August 13, 2012 / 8:39 AM / 5 years ago

Senior Merkel ally sends stark warning to Greece

European Central Bank's (ECB) Klaus Masuch (L) and European Commission Director Matthias Mors arrive at the Greek Finance ministry to participate at a meeting in Athens August 2, 2012.Yorgos Karahalis

BERLIN (Reuters) - A senior member of Chancellor Angela Merkel's party issued a stark warning to Greece on Monday, saying Germany would not hesitate to veto further aid to the country if there were any signs it was not meeting the conditions of its bailout.
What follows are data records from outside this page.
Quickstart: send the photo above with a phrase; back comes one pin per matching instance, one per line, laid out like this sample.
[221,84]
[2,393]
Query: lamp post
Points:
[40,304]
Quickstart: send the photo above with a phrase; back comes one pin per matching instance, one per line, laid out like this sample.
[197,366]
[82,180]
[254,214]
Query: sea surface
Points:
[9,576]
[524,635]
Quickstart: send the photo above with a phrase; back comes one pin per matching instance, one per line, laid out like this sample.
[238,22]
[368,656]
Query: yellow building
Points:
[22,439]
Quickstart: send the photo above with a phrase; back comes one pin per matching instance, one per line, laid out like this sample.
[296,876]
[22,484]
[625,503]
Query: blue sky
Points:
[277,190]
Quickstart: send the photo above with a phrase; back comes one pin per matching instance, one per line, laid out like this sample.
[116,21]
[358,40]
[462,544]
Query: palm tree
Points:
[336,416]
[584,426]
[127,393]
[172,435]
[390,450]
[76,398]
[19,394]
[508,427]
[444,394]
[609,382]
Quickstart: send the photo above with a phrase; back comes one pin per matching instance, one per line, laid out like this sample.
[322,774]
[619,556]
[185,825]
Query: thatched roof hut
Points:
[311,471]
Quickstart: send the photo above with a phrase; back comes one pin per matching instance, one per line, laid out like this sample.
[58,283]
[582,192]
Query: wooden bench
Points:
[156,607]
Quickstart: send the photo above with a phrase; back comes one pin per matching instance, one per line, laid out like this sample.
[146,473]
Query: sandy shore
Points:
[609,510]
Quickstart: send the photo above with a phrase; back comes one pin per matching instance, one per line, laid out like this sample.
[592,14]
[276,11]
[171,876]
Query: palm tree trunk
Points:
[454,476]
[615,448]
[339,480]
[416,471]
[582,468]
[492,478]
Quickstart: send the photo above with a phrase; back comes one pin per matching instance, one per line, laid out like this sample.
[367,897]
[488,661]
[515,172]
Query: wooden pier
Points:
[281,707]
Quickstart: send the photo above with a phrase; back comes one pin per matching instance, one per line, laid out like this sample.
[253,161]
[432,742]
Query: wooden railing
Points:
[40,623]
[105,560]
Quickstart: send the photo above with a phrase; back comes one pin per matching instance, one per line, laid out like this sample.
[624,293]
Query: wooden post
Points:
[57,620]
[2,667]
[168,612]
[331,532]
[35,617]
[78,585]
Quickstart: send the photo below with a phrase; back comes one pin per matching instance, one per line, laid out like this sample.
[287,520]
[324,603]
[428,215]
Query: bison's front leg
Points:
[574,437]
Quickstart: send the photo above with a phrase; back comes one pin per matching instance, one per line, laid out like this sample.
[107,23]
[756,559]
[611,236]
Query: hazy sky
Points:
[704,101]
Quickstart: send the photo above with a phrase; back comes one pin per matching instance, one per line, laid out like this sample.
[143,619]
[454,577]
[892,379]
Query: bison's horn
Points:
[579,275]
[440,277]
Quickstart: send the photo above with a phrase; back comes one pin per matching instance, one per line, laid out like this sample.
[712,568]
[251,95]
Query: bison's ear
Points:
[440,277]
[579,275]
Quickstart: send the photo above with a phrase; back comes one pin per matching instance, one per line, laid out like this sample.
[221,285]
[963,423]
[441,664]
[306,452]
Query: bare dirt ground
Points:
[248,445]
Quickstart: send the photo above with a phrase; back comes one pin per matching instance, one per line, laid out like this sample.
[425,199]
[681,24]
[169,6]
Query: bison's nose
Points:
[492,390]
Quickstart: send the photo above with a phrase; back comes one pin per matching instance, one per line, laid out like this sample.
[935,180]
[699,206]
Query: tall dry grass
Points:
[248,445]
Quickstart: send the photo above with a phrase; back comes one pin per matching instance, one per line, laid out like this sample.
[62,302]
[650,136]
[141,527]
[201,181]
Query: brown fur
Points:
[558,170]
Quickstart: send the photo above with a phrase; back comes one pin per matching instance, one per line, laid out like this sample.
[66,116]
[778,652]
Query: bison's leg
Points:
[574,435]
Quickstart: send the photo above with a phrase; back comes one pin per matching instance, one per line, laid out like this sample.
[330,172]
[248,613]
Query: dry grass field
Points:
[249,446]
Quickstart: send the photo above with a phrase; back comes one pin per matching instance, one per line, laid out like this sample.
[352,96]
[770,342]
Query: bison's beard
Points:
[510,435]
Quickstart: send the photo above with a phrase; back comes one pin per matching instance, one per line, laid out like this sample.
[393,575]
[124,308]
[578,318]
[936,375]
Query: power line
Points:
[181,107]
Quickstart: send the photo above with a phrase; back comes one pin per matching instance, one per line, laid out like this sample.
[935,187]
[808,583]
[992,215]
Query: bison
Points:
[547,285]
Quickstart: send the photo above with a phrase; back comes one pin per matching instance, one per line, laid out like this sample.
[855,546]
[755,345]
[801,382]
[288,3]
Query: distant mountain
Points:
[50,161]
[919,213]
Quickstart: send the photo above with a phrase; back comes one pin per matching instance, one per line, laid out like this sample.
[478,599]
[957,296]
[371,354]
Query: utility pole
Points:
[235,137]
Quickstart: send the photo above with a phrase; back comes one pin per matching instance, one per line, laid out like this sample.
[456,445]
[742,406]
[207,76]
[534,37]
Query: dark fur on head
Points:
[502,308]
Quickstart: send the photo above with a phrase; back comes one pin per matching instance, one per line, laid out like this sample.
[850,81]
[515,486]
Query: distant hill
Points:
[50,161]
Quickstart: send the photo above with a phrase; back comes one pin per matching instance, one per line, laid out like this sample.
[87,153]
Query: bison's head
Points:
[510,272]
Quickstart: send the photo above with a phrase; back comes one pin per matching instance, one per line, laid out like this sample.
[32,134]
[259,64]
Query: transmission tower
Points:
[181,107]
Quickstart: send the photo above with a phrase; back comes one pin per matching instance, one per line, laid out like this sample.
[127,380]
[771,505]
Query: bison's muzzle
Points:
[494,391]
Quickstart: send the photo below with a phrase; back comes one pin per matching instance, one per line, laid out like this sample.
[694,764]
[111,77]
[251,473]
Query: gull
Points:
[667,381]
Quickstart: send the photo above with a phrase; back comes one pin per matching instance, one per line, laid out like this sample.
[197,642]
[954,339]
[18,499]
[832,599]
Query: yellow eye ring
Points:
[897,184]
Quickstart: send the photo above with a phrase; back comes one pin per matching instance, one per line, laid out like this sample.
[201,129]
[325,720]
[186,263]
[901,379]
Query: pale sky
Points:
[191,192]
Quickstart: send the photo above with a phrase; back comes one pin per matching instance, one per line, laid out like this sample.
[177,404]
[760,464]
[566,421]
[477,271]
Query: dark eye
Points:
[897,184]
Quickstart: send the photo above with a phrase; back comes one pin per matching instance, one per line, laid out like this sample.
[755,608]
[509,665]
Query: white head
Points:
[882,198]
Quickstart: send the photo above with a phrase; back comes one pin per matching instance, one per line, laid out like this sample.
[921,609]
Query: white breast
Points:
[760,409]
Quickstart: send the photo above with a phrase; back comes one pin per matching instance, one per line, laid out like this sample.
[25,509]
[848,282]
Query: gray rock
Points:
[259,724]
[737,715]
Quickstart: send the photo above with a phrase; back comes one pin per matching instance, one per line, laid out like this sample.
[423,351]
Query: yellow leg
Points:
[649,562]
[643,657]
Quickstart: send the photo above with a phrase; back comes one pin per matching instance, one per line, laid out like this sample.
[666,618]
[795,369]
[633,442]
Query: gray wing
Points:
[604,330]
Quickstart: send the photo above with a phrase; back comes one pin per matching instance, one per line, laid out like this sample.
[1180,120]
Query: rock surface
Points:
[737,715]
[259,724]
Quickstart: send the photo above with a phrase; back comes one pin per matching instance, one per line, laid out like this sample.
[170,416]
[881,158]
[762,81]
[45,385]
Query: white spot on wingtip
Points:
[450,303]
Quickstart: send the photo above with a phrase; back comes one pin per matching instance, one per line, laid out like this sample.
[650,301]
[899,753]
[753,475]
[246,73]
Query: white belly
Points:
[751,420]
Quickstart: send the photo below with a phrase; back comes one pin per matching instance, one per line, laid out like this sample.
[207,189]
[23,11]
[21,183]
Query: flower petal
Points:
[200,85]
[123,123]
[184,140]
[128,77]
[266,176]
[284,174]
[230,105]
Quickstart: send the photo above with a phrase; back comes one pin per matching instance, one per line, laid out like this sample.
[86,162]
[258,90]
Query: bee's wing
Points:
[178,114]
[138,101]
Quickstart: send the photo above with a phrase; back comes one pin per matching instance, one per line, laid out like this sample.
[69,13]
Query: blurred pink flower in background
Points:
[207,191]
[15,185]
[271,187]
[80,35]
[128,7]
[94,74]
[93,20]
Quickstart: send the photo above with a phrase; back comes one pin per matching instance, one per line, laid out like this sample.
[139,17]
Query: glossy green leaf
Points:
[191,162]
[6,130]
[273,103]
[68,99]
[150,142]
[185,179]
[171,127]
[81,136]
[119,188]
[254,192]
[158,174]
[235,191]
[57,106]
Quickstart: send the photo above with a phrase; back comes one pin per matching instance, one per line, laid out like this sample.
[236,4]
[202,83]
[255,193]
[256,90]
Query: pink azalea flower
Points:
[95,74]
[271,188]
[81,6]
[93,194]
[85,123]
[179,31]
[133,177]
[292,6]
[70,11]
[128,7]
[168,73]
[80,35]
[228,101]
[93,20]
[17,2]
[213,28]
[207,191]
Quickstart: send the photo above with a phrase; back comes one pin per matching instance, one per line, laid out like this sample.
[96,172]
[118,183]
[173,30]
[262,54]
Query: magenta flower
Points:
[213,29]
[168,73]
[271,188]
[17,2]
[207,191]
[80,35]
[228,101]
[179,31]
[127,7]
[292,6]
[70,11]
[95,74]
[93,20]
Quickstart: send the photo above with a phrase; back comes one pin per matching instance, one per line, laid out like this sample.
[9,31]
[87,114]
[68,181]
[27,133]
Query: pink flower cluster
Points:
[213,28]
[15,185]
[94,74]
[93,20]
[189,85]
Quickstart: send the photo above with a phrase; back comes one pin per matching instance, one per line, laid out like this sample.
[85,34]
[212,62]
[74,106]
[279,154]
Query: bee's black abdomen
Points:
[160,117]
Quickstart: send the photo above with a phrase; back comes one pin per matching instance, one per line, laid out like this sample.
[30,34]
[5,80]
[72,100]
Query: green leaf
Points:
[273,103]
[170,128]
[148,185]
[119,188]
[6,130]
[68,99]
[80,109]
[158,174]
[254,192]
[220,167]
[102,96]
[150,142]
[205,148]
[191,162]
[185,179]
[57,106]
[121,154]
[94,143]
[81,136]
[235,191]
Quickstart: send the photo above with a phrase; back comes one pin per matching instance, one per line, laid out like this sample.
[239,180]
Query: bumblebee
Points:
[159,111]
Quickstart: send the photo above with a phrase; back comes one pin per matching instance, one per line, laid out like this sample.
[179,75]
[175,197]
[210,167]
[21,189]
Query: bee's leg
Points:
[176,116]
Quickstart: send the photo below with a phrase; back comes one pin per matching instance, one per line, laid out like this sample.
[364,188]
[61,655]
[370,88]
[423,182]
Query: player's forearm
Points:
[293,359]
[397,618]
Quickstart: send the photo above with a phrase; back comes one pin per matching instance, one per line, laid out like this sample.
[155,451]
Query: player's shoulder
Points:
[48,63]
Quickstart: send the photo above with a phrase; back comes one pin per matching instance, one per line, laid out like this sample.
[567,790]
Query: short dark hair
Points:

The comments, by the deputy parliamentary leader of Merkel's Christian Democrats (CDU) Michael Fuchs, are a sign that frustration with Greece among ruling party lawmakers is nearing the breaking point.

The "troika" of the European Commission, the European Central Bank and the International Monetary Fund is due to decide on the disbursement of the next tranche of money from Greece's 130 billion euro bailout package in September.

"Even if the glass is half full, that won't be sufficient for a new aid package. Germany cannot and will not agree to that," Michael Fuchs told German newspaper Handelsblatt.

"We long ago reached the point where the Greeks must show they are capable of delivering a shift. A policy of the last, last, last chance won't work anymore and must come to an end."

Merkel has suggested in the past that cutting off aid to Athens, a step which would likely push it out of the euro zone, carries too many risks for the bloc.

But she returns from her summer holidays this week under growing pressure from conservative allies to draw a line in the sand, regardless of the consequences.

In recent weeks, senior members of Merkel's coalition partners - the Christian Social Union (CSU) and Free Democrats (FDP) - have said a Greek exit from the euro zone would be tolerable. One predicted it would leave the currency zone by the end of this year.

Fuchs said Germany had reached its limit with Greece and would not hesitate to veto more aid if lawmakers were convinced it was not fulfilling the conditions of its bailout.

Were that to happen, he suggested that a Greek exit from the euro zone would be inevitable. Fuchs said Greece could remain a member of the European Union after a possible exit and receive a form of Marshall Plan to help it as it returns to its own currency.